While there are many issues embedded within this narrative, I am the most interested in revising its flattening of the historical single woman into a pathetic “before” image that supports a glorified narrative of social progress. In my dissertation, titled “Seeing Through the Spinster: The Nineteenth-Century Single Woman in Literature and Theory,” I set out to challenge the memory of the disappearing and disempowered spinster by turning to the single women of the nineteenth century – a period in which singleness was a particularly precarious and disruptive position for a woman to occupy – and examining her embodiment of queerness, agency, and subversive power in order to underscore that singleness has always been, and continues to be, a complex and multifaceted position for women.

On the Move

I examine how various “genres” of nineteenth-century single womanhood simultaneously structure and destabilize major literary genres like the marriage plot, travel writing, and narratives of enslavement. While the heart of my dissertation is invested in revising the place and image of nineteenth-century spinsterhood in our cultural memory, my current project delves specifically into the question of how single women self-define in their travel memoirs. In this piece, I argue that travel memoirs were a space for single women to both justify the radical nature of their extrafamilial lives and to craft lasting public legacies beyond the boundaries of the family unit.
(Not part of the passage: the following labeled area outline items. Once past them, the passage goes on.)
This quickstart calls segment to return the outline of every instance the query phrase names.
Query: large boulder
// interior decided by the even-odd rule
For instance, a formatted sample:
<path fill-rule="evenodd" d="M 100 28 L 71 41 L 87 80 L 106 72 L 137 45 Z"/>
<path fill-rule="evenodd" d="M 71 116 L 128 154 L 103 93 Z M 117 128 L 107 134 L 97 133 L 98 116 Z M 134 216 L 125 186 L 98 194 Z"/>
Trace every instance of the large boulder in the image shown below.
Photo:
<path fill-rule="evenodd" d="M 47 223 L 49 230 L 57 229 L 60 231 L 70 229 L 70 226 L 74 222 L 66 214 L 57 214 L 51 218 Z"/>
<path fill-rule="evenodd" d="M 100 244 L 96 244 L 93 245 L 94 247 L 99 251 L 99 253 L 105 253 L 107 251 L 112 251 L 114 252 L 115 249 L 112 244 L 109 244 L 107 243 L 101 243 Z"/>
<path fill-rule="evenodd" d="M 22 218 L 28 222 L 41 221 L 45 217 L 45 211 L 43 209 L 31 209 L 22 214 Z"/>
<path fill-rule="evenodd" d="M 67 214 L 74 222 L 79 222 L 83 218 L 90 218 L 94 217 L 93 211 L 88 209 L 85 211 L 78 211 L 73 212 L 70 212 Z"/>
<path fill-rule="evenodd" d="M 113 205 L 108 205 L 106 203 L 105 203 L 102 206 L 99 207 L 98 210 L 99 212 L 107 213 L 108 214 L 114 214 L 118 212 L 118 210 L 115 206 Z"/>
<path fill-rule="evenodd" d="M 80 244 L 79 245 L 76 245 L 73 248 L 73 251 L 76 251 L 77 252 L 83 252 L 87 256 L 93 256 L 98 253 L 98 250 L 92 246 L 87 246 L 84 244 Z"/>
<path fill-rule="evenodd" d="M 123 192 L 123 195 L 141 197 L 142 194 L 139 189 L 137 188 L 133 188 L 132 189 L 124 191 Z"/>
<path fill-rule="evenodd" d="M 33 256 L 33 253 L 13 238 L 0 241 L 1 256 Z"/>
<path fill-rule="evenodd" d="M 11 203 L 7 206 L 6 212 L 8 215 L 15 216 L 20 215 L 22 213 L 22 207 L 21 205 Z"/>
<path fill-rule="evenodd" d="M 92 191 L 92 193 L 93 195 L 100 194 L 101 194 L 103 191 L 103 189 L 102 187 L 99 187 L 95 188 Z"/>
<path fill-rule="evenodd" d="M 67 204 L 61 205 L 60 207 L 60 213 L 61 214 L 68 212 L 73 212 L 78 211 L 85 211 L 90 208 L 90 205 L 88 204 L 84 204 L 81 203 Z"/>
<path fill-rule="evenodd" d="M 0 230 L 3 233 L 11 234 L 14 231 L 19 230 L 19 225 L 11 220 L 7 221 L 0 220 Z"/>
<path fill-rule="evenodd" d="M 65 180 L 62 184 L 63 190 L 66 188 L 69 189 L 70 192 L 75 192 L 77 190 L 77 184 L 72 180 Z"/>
In particular, I compare how mobility, geography, and legacy are interconnected in the memoirs of Marianne North, a Victorian botanist and prolific painter, and Mary Seacole, a Jamaican nurse and entrepreneur. I argue that both women use the language of vocation to justify the strangeness of traveling as a single woman in the nineteenth century; as North and Seacole argue, their occupational callings – as scientific artist and nurse, respectively – required them to perform the groundbreaking work of traveling alone across the globe.

The distant places these authors describe in their texts are only part of their place-based legacy-making, however. For North, the places that she details in her memoir, the lands she depicts in her paintings, and the gallery that she designed in Kew Gardens are all pieces of the larger public memory that she built for herself. Seacole’s legacy is also one profoundly connected to contested space, as recent memorials erected in her honor have been criticized by detractors who argue that any inch of public memory dedicated to Seacole must be stolen from her more famous counterpart in the Crimean War – Florence Nightingale.

Who is granted a place in public memory, then, is politicized and debated, and Seacole and North’s authorial investment in carving out such space for their own legacies – especially as single and childless women – is integral to understanding how unmarried women were able to argue for their own value in their nineteenth-century memoirs.

 

Kelsey Rall is a fifth-year Ph.D. candidate in the English Department. She specializes in nineteenth-century literature, and her research interests include queer theory, gender and sexuality studies, spinsterhood, and genre studies. Her dissertation, titled “Seeing Through the Spinster: The Nineteenth-Century Single Woman in Literature and Theory,” analyzes how single women redefine notions of gender, kinship, and temporality in nineteenth-century texts. In particular, she proposes that various “genres” of nineteenth-century single womanhood simultaneously structure and destabilize the major literary genres in which they appear.